A report by the state Department of Revenue recommending that Arlington consolidate its financial operations is drawing fire from the town’s three-term treasurer, whose elected position would be converted to an appointed job under the proposal.
Stephen Gilligan, the town’s treasurer and tax collector since 2006, said the recommendations included in the state report completed in late January would do away with checks and balances that have been in place in Arlington’s government for decades and trade them for practices that are best suited for other communities.
“The DOR uses a one-size-fits-all, cookie-cutter approach for both its analysis and recommendations,’’ Gilligan said.
The report by the Department of Revenue’s Division of Local Services made 15 recommendations to improve Arlington’s financial operations, including consolidating finance officers under a finance director or deputy town manager, as is the practice in comparable communities such as Brookline, Needham, and Lexington.
Like those three communities, Arlington has an AAA bond rating, but the town’s treasurer is elected, its comptroller overseeing the town’s financial activity is appointed by the Board of Selectmen, and the assessor is appointed by the elected Board of Assessors.
“Arlington today is as decentralized as any small Western Massachusetts town,’’ said Rick Kingsley, the DOR’s municipal data management and technical assistance bureau chief, who led the study on Arlington’s financial operations.
Last spring, Arlington Town Meeting voted in favor of asking Town Manager Brian Sullivan to research consolidating town and school financial operations. Sullivan, who is retiring later this month, said the town asked the Department of Revenue to assist with the study because of the state’s expertise in studying hundreds of municipalities.
After visiting with the town and reviewing its financial practices, Kingsley’s team recommended Arlington should hold off on considering a merger between town and school financial operations until the town finance departments have been reorganized.
The report said municipalities such as Arlington can ill-afford to have its finance officers operating autonomously.
“With the fifth largest population among Massachusetts towns and a total [fiscal] 2012 budget of more than $135 million, we find it surprising that Arlington has no formal means to coordinate complex financial operations that cross departments,’’ the report stated. “This is not intended as a criticism of the performance of incumbent finance officials or the town manager, but rather speaks more broadly to the hurdles that the town’s structure poses to coordinated and effective management.’’

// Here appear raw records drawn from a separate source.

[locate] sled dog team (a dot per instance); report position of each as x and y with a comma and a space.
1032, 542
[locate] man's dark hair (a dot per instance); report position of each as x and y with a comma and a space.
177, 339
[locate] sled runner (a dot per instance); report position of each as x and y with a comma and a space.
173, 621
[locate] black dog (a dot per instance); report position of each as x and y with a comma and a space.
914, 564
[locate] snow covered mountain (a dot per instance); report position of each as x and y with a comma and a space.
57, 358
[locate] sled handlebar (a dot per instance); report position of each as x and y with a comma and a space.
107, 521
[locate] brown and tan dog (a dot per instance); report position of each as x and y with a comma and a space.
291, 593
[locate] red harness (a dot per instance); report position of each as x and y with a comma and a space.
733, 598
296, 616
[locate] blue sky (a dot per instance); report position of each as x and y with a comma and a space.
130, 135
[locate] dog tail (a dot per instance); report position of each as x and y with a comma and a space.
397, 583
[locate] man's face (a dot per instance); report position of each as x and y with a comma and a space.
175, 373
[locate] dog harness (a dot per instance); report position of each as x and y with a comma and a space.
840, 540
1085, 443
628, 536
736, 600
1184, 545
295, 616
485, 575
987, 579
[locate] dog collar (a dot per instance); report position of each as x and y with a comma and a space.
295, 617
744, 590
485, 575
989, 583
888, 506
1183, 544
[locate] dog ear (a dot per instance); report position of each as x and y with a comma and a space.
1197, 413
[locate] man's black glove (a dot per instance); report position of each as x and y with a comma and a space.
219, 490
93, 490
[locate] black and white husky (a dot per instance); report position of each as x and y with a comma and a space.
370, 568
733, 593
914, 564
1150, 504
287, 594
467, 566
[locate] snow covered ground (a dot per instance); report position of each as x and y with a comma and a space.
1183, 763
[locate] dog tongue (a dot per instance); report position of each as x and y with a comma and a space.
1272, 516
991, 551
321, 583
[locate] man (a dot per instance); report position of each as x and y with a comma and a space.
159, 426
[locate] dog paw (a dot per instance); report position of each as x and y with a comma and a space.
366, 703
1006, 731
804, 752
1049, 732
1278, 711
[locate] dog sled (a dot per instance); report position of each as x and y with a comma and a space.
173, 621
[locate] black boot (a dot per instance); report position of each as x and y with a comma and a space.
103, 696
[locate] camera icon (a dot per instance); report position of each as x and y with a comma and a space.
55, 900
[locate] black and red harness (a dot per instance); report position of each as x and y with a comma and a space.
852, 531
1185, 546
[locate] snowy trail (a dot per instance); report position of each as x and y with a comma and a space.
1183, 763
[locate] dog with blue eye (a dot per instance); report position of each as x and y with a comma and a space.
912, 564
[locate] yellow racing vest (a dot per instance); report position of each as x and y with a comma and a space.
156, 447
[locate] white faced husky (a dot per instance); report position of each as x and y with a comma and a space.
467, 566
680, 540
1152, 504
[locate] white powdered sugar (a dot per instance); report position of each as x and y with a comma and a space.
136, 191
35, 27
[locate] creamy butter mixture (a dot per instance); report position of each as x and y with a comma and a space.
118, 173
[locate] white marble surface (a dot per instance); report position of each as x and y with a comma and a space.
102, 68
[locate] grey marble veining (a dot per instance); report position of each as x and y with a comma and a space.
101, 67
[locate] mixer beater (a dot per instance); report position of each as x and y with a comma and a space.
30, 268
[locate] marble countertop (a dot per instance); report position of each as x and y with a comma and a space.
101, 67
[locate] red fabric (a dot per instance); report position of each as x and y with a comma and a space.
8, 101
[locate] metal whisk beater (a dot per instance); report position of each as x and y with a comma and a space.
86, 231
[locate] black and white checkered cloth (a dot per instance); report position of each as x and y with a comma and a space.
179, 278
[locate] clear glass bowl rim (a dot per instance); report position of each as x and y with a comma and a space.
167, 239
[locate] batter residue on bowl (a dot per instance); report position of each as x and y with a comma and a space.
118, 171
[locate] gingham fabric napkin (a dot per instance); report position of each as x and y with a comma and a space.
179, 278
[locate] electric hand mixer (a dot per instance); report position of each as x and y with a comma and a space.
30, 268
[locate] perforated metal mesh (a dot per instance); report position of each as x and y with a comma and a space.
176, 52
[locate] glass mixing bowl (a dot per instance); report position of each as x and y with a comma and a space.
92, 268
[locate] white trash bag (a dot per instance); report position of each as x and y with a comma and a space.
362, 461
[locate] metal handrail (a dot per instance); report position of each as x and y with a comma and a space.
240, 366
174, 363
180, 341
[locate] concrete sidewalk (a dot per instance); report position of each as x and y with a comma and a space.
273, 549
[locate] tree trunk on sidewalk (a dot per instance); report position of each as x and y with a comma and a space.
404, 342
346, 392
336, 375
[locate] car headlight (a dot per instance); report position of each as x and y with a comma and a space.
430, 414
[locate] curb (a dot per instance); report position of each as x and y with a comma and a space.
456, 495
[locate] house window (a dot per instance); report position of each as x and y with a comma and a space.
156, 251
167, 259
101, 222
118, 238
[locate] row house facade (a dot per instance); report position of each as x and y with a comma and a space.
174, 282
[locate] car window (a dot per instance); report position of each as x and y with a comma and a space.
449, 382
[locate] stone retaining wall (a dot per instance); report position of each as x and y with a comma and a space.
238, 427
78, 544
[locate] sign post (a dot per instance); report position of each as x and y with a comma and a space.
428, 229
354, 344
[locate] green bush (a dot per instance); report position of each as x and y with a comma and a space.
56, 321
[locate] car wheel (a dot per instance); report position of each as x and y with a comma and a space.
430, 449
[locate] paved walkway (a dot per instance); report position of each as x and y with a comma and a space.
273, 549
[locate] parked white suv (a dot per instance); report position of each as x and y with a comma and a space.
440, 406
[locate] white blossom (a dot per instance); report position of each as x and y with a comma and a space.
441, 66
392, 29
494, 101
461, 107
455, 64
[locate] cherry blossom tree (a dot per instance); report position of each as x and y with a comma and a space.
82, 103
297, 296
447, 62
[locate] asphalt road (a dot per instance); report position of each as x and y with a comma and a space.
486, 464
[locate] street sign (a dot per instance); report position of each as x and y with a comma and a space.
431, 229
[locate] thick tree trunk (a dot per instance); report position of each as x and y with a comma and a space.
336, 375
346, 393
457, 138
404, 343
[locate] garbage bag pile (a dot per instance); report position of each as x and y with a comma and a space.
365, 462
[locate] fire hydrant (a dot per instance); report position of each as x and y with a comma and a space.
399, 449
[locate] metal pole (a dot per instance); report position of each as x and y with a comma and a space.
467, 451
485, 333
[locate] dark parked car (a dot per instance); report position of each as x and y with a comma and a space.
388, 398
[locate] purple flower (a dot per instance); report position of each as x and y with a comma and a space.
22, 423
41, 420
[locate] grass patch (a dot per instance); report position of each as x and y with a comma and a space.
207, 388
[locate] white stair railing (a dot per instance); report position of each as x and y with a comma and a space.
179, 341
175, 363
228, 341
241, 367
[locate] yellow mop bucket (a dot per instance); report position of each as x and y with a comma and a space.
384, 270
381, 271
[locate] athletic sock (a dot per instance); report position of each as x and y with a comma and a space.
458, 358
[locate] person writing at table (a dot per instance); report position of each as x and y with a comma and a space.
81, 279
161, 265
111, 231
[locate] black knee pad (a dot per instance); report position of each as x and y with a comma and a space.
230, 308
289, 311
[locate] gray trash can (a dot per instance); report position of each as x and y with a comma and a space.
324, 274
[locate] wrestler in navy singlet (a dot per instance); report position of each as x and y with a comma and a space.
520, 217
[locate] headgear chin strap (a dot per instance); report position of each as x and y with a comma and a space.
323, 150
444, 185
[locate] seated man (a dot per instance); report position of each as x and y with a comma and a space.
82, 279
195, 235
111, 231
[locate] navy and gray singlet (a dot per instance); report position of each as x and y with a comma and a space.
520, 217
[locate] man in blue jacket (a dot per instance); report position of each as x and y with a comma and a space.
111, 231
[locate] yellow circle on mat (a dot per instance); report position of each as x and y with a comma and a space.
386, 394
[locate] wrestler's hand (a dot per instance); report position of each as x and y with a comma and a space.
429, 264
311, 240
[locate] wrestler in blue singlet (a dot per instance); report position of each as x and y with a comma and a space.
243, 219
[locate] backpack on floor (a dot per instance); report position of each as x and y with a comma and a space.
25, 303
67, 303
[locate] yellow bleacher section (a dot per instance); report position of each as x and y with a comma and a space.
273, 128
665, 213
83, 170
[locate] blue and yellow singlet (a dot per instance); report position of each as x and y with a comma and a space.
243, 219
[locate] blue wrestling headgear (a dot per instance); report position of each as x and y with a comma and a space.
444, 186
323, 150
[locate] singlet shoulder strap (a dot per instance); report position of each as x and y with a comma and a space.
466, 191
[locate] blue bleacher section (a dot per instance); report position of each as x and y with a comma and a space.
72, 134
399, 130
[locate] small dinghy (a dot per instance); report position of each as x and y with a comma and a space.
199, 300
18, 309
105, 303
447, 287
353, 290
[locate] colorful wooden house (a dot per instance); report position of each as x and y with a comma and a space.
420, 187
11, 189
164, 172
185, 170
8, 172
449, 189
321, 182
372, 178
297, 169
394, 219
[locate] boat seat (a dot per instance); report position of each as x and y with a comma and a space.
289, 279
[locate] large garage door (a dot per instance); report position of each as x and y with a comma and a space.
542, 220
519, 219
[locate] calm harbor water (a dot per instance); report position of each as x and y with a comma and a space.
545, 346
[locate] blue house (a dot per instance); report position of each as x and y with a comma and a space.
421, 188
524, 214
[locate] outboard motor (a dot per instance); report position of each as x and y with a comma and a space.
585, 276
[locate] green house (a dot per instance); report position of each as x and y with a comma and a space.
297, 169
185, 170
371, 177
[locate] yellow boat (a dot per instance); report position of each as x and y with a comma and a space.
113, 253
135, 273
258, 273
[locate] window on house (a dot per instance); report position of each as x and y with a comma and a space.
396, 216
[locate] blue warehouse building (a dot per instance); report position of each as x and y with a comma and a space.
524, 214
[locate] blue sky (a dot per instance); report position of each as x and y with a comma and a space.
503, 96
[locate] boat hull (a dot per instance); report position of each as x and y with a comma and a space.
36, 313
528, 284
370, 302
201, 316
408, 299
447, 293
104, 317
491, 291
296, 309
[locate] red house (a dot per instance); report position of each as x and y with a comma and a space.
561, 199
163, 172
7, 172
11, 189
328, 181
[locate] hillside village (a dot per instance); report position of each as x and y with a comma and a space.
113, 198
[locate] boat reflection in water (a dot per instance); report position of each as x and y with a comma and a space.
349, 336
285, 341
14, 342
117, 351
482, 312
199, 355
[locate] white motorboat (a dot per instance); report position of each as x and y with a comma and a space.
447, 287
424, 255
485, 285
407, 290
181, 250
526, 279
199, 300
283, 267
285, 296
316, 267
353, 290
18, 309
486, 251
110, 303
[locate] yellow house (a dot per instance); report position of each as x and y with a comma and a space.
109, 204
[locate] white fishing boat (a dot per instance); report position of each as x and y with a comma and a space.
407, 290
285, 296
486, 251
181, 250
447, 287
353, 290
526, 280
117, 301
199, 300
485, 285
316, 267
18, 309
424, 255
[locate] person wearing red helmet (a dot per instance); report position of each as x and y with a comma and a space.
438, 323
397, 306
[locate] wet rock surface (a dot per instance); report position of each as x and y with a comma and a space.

The state recommended consolidating operations by making Arlington’s three-member Board of Assessors appointed positions, and giving the town manager authority to appoint the director of assessing and the treasurer position. According to the report, there is a clear trend in the state to do away with elected treasurer positions for several reasons, including the requirement of skills needed to perform the job.
“While Arlington is fortunate to have able department heads that care about the town and doing a good job, there is no guarantee that similarly qualified individuals will step forward when the incumbent resigns or chooses not to pursue reelection,’’ the report stated.
But Gilligan argues that Massachusetts still has an elected state treasurer, and a scenario in which a person without the needed financial qualifications would be elected as Arlington’s treasurer “would be a stretch.’’
“The town of Arlington has adept and intelligent voters,’’ Gilligan said.
Selectmen voiced support for most of the Department of Revenue recommendations at their board meeting Monday, but Selectwoman Annie LaCourt and Selectmen Kevin Greeley showed some opposition to converting the elected Board of Assessors into an appointed board.
LaCourt said she thinks there is a “big difference’’ in an elected board that must conduct its business in public meetings and an individual who is elected to do what is really a full-time job requiring certain skills.
Selectman Dan Dunn, a former member of the town’s Finance Committee, said in a telephone interview Thursday that consolidating the town’s financial operations would increase efficiencies, and the town could still maintain checks and balances by keeping some spots, such as the comptroller’s position, appointed by selectmen.
Board of Selectmen chairwoman Clarissa Rowe said the recommendations will need to go before Town Meeting and Arlington voters for approval before they could be implemented.
Sullivan is accepting comments on the state’s recommendations until Feb. 22 before putting together a report for Town Meeting this spring. The full report can be viewed on the town’s website at www.arlingtonma.gov.